I don’t know how such “teaching” can be defended. Shouldn’t we try to learn as much about the many cognitive biases we’ve evolved to fall prey to? Shouldn’t we try to understand ourselves better? Our minds are so complex that we will naturally continue to fail here and there, but minimising these failures ought to be an objective if we want to continue to make progress as human beings.

Sight: “Lift up your eyes”.

Basically, it’s meditation. He’s saying: “Don’t dwell on your issues, dwell on God.” I can truck with this, it’s a good idea not to dwell on your issues, regardless of what you’re meditating on. So I can imagine that heeding this advice works as well as the average meditation in giving you clarity and peace of mind.

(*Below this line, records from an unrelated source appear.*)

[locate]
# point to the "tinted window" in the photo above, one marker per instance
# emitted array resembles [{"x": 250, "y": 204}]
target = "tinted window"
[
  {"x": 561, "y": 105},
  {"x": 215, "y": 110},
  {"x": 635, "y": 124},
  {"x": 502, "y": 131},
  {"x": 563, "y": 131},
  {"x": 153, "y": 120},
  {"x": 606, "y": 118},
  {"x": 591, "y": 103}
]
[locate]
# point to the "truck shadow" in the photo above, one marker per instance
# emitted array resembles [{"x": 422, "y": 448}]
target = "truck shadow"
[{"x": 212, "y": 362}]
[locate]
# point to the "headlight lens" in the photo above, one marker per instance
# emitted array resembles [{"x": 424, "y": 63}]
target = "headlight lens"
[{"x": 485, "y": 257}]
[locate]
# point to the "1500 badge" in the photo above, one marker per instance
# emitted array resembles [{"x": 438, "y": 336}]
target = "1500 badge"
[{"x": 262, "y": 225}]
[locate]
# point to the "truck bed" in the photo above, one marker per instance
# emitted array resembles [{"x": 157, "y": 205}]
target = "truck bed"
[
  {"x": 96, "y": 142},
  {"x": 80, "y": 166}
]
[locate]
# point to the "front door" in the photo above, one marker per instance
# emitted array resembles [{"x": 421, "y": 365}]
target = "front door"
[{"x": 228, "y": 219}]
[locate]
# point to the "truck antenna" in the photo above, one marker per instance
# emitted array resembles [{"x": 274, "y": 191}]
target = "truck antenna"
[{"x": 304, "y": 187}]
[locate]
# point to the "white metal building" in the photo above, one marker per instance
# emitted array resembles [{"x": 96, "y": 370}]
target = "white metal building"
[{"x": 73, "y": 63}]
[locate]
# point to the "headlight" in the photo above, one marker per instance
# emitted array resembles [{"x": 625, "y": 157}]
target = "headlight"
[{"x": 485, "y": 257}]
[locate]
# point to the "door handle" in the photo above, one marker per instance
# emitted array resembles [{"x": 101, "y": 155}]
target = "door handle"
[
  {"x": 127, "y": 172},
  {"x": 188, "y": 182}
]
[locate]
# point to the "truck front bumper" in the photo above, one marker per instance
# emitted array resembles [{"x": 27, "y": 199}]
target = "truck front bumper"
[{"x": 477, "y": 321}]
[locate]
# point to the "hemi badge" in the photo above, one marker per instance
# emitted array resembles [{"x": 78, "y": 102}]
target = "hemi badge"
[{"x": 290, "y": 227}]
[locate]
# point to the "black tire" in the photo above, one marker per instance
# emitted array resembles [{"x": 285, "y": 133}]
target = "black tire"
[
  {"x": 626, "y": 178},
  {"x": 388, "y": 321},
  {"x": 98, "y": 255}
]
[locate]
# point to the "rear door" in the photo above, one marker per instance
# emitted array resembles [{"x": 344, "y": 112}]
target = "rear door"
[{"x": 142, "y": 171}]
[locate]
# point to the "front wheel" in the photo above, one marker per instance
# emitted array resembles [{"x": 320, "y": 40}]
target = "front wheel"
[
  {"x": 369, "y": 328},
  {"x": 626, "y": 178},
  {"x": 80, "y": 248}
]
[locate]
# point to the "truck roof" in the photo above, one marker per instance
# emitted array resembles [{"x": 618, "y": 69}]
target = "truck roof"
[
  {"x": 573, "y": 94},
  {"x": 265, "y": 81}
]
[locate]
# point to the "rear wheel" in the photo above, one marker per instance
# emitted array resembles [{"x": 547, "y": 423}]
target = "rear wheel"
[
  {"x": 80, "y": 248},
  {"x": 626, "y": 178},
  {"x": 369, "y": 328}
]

Hear: “That still small voice.”

Aka your thoughts. I sit here thinking that all my thoughts bubble up from the unplumbed depths of my consciousness, created by memory and goaded by present and future experience. I assume most people in this room think much the same thing, but some thoughts, I suppose the particularly good ones, they attribute to God. This touches on the issues with self-confidence and guilt which I have experienced as part of religious trauma syndrome.

Smell: “The words stench, aroma and fragrance are the three Biblical ways to describe smells. The Bible describes prayer as the incense that goes up to heaven.”

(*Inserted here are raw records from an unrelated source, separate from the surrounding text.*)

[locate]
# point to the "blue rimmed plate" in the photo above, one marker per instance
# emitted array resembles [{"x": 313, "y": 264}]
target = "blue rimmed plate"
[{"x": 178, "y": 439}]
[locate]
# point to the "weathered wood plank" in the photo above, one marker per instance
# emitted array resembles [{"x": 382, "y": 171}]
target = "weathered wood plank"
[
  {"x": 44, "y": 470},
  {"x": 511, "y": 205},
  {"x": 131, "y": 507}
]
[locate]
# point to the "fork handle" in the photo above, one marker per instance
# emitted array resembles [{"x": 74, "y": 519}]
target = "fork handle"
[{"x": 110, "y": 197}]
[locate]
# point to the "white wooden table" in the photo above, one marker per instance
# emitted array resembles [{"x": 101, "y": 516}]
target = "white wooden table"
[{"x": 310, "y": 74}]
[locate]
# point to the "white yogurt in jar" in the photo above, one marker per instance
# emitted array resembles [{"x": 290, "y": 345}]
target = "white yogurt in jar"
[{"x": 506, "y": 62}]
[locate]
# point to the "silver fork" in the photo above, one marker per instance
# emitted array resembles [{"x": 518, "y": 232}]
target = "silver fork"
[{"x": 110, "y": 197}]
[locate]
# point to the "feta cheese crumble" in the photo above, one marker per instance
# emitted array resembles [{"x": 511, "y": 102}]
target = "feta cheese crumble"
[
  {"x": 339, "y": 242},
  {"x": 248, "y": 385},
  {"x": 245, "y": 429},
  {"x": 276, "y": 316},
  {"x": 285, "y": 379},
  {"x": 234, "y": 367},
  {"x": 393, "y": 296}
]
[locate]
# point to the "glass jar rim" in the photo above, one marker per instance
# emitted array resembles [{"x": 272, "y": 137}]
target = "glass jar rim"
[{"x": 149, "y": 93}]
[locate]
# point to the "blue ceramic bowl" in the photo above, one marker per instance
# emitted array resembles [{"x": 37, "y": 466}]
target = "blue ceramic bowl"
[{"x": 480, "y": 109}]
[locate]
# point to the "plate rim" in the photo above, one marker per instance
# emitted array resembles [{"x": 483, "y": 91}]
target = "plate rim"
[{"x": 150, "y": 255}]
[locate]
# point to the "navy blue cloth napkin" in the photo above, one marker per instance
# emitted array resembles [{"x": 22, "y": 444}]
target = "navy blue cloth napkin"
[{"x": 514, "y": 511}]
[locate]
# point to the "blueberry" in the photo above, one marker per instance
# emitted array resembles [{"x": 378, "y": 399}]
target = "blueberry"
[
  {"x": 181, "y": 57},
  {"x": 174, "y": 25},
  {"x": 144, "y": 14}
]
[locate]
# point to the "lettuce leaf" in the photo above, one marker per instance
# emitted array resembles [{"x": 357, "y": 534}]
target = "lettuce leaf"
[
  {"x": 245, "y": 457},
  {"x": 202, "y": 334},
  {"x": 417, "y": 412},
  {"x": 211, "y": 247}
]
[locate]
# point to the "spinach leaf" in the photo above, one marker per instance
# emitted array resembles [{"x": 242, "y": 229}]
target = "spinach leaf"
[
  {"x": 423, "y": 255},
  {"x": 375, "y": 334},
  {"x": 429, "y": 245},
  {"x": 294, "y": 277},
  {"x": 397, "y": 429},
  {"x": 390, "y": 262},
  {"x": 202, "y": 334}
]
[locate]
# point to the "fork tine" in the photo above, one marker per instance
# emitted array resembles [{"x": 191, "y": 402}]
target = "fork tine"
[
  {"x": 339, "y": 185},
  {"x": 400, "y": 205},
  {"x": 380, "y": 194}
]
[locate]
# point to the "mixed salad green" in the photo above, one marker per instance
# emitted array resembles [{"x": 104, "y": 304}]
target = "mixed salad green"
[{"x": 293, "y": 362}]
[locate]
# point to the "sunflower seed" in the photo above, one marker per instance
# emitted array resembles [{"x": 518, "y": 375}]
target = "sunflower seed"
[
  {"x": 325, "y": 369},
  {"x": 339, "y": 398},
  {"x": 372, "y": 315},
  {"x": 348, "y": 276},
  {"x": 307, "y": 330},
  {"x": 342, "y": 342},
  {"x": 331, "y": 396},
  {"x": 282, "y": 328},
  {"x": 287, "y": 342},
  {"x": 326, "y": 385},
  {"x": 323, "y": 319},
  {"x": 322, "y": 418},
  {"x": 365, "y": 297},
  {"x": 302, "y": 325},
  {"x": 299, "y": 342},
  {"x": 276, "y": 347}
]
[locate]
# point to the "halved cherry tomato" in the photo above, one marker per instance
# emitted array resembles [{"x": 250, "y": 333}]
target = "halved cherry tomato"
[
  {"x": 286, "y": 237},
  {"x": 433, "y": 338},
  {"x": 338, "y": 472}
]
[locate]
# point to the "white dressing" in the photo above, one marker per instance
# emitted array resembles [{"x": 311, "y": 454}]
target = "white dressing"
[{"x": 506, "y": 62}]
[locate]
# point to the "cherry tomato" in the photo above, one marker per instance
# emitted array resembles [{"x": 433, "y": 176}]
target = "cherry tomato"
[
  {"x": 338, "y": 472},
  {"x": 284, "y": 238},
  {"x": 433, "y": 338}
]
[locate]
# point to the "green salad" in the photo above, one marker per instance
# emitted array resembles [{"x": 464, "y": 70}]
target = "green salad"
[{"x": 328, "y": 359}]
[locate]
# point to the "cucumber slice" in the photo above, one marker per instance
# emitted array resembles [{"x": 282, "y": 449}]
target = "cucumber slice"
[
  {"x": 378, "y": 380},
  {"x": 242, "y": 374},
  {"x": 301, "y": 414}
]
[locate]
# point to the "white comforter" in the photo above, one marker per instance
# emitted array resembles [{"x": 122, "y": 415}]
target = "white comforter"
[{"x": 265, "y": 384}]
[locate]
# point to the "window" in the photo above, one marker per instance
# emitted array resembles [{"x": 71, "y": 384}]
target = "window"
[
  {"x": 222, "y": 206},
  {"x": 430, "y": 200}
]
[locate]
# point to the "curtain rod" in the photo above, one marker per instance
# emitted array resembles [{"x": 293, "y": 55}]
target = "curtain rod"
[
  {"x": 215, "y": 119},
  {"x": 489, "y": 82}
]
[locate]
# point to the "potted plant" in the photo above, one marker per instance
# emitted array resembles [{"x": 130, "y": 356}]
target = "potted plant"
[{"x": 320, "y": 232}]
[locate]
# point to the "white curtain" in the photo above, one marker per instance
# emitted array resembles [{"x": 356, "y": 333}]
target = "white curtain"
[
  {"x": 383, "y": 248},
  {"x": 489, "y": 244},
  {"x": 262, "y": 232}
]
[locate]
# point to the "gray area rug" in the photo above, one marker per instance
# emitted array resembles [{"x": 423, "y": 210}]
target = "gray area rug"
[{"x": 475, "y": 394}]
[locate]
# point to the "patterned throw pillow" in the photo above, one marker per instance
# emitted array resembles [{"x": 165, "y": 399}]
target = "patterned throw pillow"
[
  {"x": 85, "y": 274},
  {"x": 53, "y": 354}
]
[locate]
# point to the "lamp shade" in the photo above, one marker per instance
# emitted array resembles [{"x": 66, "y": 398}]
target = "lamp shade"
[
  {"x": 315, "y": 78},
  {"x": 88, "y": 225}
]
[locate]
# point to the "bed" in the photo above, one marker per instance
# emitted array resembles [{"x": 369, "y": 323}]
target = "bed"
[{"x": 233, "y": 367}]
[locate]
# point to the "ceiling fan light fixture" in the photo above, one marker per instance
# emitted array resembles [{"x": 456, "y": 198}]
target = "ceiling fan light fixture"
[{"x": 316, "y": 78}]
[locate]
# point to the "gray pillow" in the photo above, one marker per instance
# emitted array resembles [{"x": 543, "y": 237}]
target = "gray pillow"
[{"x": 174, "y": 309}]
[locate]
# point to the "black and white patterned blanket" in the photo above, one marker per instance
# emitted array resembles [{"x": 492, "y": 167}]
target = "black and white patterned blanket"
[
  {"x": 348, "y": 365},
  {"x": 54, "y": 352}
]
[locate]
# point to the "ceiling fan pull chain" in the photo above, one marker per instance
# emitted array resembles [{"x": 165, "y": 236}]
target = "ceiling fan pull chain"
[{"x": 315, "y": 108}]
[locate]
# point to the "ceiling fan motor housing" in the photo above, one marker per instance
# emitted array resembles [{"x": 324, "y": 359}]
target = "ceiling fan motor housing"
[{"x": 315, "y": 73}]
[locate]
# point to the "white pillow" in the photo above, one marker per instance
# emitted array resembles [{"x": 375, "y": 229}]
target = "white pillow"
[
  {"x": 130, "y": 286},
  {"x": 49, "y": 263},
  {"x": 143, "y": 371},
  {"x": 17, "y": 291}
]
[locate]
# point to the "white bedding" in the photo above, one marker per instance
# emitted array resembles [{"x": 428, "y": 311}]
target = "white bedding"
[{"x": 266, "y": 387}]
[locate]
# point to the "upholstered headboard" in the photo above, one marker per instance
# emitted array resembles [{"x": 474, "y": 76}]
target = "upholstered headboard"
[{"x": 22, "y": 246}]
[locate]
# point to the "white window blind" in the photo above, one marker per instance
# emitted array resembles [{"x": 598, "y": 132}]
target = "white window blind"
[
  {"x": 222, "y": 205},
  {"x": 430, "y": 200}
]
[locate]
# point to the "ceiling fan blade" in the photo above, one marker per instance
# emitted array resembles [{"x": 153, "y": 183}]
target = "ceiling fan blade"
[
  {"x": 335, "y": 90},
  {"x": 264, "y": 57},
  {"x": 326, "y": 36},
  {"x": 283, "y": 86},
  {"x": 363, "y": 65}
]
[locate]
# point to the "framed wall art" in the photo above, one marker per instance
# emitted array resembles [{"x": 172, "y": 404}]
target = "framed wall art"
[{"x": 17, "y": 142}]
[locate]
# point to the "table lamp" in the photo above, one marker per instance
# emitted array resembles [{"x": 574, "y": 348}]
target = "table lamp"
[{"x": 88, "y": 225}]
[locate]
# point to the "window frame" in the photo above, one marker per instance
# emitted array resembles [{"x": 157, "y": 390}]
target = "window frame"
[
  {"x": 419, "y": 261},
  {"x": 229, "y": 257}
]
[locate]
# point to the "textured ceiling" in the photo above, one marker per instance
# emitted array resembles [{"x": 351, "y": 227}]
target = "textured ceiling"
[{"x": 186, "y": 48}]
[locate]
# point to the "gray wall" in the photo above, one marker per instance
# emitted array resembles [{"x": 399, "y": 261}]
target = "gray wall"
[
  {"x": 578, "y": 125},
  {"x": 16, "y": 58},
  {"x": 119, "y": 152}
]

So, all that really tells me is that (according to the Bible) God can smell our prayers? This doesn’t mean we can smell him or his answers to our prayers, so this just sounds like a poorly thought out argument. Not a successful attempt at twisting the words of the Bible to use them as an example of how us humans can experience God through smell.

Apparently you either produce the stench of death or carry the fragrance of God with you. Gross. I must smell awful to these people.

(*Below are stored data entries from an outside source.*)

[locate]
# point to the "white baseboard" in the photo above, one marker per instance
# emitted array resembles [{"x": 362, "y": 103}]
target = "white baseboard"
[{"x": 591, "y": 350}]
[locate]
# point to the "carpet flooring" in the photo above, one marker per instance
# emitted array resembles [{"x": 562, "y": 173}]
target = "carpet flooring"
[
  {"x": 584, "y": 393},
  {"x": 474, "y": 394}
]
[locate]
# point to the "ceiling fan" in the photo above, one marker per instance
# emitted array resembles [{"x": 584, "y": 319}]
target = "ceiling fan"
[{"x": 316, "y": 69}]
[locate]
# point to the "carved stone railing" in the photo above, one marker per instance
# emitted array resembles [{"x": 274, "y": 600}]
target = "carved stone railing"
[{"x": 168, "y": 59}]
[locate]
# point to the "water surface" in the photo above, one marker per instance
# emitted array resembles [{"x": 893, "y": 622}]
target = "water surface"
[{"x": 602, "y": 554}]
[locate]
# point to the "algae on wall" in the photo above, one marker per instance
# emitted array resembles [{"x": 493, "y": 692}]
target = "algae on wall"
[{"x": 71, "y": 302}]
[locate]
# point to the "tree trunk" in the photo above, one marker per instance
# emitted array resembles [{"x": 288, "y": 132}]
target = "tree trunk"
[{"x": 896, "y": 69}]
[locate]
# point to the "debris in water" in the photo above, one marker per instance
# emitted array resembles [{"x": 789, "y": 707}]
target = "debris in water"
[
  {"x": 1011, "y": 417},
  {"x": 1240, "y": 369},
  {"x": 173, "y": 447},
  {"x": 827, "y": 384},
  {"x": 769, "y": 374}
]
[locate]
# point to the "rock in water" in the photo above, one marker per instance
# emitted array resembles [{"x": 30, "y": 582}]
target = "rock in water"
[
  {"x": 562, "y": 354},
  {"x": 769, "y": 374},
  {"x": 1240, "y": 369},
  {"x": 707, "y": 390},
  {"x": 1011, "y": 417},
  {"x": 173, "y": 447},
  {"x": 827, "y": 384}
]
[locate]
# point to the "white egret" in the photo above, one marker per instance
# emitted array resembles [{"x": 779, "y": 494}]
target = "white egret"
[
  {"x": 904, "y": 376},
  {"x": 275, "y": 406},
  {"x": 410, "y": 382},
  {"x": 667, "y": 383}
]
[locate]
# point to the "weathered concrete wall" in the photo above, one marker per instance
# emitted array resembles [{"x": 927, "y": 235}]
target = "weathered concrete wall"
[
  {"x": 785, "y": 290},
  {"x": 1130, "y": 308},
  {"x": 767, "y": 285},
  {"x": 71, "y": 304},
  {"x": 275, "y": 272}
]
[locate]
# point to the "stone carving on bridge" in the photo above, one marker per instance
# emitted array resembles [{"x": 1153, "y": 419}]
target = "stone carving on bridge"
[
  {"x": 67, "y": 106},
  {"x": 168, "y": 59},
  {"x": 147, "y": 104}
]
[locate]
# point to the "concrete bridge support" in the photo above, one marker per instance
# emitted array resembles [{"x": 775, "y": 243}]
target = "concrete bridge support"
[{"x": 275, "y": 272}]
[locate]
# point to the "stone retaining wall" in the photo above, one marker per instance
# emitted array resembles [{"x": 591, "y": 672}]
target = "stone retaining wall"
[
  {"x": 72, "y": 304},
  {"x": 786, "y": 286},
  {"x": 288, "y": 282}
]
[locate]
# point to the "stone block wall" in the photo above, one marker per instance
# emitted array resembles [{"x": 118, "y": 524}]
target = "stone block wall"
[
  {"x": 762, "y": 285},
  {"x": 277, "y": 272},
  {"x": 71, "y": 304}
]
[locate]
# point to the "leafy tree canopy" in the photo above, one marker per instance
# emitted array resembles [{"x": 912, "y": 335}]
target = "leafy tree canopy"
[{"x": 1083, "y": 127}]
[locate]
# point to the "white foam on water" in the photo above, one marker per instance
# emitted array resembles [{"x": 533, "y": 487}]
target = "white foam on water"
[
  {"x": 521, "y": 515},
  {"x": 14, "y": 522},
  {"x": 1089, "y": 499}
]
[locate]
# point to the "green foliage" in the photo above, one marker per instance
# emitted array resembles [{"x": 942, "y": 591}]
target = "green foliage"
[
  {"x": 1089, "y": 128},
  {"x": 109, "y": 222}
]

Those are some of my notes for this sermon. Granted, I took everything quite literally, but this is how I see things now – how interesting it would be to compare my notes from this day with the notes of the general, “hungry”, congregation. Or even, to compare them with notes I would have written if listening to the same sermon years ago.

I’ve often said that in my years as a Christian I was geared up like a racehorse, with blinkers over my eyes to avoid any distraction from the “narrow way” (Matthew 7:13-14). I deliberately quashed my interest in paleontology and the sciences, my longest standing passions, because they didn’t fit in the God Box. I quashed my curiosity and critical thinking, I quashed my natural interests and desires, created complexes, fears, guilt and shame that need not have ever existed!

All of this as an attempt, out of fear, to be able to enter through this narrow way.

If that wasn’t difficult enough, there’s the bonus seed of doubt (affectionately known as the “stacks on” Christian guilt effect) that even if you think you’re doing everything right, you might have the wrong end of the stick; “Lord, are only a few people going to be saved?” He said to them. Strive to enter through the narrow door. For many, I tell you, will seek to enter and will not be able. When once the master of the house has risen and shut the door, and you begin to stand outside and to knock at the door, saying, ‘Lord, open to us,’ then he will answer you, ‘I do not know where you come from.’” – Luke 13:23-25.


At the end of the service, with a few shifty smiles and as little eye contact as possible, I retired to the tea and coffee stand to wait for my friend to announce our departure.

Almost marvelling at how much a person can change, trying to remember sermons I’d heard in the past and wondering, if could time travel, would I find just as many issues with those messages as I did with this one? Ironically, this was probably the time I had paid the most and closest attention to the message being delivered.

That night I looked over notes I’d taken in church years ago (incidentally, not an activity I’d recommend unless you’re feeling particularly full of gumption in the Kate Winslet, ‘The Holiday’ sense of the word) and to say it was shocking is not an overstatement. Notes I had fastidiously copied down, prayers that I’d written in desperation, lyrics I had repeated like mantras, I could hardly believe the person who wrote those things was me. I actually felt winded when I read certain sentences. I shook my head, not regretting it, but feeling immensely glad for my new perspective.